The extra strict header checking issue has been fixed, so I think we should track the extra problems in a new bug report and let this one be closed when the fixed kernel goes out.

Comment 8 Gregory Maxwell 2011-12-16 17:08:09 UTC
Same behavior, sadly. Booting into F14 with the nvidia binary drivers doesn't have the garbage. I'll do some more testing and open another one if I can find something to work from. Thank you very much for your help.


As an aside, when I initially booted into the new kernel it inexplicably swapped two of my md devices— something which I've never seen before. As a result of this my ephemerally encrypted swap (swap in man crypttab(5)) was initialized on the partition containing /home.   Do to some crazy fortuitous luck of data structure non-aligment and the fact that I noticed before it actually swapped anything I managed to escape without any data loss.
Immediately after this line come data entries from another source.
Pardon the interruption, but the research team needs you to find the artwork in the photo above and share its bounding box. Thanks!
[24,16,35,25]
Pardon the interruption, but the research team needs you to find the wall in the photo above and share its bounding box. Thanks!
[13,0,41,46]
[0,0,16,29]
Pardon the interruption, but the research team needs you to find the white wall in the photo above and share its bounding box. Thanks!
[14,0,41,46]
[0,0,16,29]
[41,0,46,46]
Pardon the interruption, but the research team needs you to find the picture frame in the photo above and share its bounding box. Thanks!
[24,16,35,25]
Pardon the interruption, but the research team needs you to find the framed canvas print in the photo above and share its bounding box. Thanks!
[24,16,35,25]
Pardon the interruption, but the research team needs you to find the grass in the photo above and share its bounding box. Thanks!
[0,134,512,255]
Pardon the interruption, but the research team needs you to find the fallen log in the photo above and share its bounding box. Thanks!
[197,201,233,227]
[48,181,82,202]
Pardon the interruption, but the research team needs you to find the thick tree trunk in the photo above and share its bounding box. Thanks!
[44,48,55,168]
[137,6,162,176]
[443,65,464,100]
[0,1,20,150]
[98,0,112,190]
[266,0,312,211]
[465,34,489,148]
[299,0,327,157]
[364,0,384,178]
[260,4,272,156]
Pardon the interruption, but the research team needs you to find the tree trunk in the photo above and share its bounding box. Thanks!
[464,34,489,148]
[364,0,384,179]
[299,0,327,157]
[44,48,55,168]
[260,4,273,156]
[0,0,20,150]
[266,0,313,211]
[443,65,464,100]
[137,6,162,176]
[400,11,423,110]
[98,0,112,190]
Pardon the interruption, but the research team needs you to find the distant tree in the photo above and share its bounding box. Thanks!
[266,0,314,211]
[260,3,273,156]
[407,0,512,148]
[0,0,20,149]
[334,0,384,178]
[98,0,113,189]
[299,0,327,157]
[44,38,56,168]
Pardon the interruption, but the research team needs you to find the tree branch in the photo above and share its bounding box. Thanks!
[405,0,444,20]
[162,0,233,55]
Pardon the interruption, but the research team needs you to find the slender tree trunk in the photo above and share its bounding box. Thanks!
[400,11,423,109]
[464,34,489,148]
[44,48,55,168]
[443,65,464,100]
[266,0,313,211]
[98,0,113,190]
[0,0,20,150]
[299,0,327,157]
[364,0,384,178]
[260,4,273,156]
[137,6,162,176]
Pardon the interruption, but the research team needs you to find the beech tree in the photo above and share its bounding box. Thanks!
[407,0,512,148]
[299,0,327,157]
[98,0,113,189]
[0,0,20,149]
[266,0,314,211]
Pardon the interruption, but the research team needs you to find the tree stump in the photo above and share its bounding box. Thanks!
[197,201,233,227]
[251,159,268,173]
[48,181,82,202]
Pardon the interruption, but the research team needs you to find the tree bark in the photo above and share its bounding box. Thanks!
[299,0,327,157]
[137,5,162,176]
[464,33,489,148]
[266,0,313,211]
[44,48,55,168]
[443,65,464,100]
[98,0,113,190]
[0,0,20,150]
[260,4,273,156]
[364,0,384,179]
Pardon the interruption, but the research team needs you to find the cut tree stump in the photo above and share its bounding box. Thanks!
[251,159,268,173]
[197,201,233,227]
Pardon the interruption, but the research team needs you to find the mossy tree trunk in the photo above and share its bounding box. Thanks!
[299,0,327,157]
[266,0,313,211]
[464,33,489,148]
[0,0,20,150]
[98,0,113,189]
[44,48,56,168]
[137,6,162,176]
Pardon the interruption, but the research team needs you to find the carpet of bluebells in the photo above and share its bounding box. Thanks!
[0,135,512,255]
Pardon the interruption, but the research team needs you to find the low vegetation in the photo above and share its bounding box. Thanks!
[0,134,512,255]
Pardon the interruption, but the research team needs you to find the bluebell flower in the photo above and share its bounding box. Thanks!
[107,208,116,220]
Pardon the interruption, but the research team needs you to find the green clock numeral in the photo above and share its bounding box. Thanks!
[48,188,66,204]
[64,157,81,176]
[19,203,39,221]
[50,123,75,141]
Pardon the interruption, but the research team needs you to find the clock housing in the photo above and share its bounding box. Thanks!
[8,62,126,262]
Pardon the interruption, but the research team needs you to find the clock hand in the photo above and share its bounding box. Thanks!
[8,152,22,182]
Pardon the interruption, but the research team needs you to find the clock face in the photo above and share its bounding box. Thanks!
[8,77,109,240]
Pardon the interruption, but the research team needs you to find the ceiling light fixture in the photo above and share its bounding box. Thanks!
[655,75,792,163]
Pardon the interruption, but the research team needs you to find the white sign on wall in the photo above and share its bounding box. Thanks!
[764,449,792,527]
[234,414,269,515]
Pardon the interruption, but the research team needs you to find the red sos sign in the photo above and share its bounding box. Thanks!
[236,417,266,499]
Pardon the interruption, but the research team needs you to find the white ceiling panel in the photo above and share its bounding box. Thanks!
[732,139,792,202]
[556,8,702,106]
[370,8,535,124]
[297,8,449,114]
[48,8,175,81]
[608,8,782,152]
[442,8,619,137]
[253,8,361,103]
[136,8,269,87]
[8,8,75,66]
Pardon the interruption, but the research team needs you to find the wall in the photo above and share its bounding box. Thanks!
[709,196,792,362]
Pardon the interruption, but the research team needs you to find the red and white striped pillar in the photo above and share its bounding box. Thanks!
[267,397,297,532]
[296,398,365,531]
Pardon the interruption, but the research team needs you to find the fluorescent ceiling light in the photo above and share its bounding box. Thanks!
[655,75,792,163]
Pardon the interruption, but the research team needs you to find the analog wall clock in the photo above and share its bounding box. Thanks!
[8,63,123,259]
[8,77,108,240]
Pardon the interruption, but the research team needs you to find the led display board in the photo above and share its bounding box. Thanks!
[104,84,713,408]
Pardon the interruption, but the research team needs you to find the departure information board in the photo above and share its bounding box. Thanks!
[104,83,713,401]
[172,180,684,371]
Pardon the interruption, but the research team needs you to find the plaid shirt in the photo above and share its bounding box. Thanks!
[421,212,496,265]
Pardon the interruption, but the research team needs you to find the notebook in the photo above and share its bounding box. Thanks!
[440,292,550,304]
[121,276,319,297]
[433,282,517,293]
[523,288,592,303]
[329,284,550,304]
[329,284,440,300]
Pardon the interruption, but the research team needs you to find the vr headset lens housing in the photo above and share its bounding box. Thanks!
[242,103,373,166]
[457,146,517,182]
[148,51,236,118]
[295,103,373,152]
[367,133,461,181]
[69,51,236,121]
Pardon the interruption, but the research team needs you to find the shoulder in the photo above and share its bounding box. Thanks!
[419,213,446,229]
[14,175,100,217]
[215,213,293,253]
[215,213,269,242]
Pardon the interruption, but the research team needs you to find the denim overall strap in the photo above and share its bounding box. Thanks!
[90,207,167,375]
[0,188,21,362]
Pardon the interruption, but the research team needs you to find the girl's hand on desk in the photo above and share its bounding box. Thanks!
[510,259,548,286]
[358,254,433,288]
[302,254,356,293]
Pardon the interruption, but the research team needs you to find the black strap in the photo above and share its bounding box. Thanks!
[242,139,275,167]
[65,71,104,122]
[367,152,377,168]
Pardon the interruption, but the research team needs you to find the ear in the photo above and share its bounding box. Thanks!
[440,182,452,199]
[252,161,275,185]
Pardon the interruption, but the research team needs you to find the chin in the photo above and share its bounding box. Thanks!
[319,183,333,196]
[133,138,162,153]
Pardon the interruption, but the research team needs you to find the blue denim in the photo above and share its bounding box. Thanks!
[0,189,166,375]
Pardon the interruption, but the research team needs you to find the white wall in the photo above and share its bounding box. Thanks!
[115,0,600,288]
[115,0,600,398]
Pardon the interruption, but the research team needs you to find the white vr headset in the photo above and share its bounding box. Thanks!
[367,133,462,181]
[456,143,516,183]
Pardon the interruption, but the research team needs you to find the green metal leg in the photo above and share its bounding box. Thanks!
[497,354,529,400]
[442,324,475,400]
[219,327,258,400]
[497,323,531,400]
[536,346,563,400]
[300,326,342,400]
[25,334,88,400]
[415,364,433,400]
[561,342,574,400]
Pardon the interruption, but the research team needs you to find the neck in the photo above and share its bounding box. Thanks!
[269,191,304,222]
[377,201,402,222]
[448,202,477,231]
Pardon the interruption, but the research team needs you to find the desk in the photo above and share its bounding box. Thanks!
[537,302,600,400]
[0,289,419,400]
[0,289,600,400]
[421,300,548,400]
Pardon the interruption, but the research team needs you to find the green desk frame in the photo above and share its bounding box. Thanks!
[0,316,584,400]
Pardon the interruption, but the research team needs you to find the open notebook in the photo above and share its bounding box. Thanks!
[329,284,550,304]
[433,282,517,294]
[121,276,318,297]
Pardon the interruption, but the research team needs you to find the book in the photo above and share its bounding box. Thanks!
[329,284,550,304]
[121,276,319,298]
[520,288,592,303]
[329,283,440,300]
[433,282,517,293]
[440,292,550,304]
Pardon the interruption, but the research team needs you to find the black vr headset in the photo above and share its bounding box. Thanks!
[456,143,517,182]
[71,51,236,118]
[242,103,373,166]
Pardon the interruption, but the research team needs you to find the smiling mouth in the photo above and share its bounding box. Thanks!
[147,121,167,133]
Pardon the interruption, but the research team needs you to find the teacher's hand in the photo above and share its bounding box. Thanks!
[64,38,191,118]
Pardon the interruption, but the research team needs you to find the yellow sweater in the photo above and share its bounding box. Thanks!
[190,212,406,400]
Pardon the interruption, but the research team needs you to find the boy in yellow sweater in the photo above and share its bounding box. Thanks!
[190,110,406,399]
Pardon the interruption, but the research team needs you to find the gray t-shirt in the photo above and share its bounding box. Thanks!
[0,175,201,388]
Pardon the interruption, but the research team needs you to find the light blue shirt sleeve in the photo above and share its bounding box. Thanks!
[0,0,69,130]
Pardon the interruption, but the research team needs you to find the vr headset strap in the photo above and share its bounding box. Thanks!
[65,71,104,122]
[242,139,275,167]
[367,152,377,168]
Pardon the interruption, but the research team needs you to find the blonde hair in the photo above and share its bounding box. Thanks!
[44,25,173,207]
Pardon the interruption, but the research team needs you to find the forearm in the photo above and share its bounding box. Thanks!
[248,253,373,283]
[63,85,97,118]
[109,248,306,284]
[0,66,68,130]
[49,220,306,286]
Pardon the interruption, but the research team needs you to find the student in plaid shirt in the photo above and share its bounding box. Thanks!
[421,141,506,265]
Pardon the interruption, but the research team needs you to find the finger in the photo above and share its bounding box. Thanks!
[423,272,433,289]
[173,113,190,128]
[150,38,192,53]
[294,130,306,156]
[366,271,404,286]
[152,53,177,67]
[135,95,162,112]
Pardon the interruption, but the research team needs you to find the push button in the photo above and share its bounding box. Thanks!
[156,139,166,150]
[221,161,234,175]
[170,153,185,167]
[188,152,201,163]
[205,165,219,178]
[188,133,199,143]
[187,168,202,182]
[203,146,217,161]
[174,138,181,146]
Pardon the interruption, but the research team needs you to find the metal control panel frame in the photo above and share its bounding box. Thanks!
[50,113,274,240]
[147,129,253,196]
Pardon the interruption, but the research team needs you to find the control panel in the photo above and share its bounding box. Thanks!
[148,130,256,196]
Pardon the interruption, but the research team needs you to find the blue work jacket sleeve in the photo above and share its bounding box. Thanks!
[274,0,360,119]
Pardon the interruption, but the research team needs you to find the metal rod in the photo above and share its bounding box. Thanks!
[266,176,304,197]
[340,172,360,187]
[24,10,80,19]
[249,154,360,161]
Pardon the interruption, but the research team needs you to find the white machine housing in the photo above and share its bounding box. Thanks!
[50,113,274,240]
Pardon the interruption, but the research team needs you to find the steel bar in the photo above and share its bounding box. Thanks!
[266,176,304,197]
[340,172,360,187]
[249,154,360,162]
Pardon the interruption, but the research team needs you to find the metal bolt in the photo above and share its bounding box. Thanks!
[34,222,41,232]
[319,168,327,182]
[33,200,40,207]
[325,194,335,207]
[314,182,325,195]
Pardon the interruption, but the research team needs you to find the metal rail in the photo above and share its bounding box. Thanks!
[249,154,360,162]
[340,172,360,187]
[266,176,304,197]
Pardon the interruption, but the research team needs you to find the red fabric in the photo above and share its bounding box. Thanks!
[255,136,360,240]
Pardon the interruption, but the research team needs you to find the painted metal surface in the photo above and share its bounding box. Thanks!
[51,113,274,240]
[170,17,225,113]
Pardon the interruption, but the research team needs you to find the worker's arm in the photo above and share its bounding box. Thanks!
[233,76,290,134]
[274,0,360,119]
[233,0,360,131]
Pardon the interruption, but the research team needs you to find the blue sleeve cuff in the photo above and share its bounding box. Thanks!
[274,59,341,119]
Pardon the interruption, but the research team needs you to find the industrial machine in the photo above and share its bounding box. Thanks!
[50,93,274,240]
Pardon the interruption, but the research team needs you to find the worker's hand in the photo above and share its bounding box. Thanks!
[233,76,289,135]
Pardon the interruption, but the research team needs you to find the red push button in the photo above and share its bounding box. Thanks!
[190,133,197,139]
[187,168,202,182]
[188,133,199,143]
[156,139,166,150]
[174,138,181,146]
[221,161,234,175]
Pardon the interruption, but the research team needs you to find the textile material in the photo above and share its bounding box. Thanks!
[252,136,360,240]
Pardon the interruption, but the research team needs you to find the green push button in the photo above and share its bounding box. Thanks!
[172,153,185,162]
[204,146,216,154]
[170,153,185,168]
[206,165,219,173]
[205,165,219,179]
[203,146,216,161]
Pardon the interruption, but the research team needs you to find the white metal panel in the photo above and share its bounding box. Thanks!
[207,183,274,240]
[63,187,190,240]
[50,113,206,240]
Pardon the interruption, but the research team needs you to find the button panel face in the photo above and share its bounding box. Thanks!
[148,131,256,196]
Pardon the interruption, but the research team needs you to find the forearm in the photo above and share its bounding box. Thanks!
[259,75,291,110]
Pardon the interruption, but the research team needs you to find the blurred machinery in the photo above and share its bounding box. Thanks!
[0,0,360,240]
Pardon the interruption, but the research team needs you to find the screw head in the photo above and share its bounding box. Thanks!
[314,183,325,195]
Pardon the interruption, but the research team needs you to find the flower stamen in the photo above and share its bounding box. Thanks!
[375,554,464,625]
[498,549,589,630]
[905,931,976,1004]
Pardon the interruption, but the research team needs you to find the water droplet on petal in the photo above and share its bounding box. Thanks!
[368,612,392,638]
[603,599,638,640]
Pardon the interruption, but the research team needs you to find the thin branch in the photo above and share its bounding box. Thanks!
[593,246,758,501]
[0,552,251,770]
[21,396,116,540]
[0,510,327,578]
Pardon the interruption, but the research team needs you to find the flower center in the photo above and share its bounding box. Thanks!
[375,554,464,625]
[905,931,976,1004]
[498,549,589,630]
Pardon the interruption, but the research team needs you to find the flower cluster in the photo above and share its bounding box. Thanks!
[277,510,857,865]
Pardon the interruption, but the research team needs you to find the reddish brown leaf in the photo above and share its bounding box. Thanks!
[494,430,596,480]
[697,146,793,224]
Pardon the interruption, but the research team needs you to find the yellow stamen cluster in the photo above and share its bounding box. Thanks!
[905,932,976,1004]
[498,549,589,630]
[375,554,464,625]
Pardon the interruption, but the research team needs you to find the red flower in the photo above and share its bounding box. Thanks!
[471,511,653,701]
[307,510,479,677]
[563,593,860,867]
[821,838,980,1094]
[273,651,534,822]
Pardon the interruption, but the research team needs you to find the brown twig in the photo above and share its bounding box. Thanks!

Comment 9 Gregory Maxwell 2011-12-16 17:13:38 UTC
(ah, you can ignore my comment about /dev/mdXX devices swapping, apparently two of my devices didn't have entries in mdadm.conf :( )

Comment 10 Fedora End Of Life 2013-01-16 12:27:39 UTC
This message is a reminder that Fedora 16 is nearing its end of life.
Approximately 4 (four) weeks from now Fedora will stop maintaining
and issuing updates for Fedora 16. It is Fedora's policy to close all
bug reports from releases that are no longer maintained. At that time
this bug will be closed as WONTFIX if it remains open with a Fedora 
'version' of '16'.

Package Maintainer: If you wish for this bug to remain open because you
plan to fix it in a currently maintained version, simply change the 'version' 
to a later Fedora version prior to Fedora 16's end of life.

Bug Reporter: Thank you for reporting this issue and we are sorry that 
we may not be able to fix it before Fedora 16 is end of life. If you 
would still like to see this bug fixed and are able to reproduce it 
against a later version of Fedora, you are encouraged to click on 
"Clone This Bug" and open it against that version of Fedora.

Although we aim to fix as many bugs as possible during every release's 
lifetime, sometimes those efforts are overtaken by events. Often a 
more recent Fedora release includes newer upstream software that fixes 
bugs or makes them obsolete.

The process we are following is described here: 
http://fedoraproject.org/wiki/BugZappers/HouseKeeping

Comment 11 Fedora End Of Life 2013-02-13 12:43:46 UTC
Fedora 16 changed to end-of-life (EOL) status on 2013-02-12. Fedora 16 is 
no longer maintained, which means that it will not receive any further 
security or bug fix updates. As a result we are closing this bug.

If you can reproduce this bug against a currently maintained version of 
Fedora please feel free to reopen this bug against that version.

Thank you for reporting this bug and we are sorry it could not be fixed.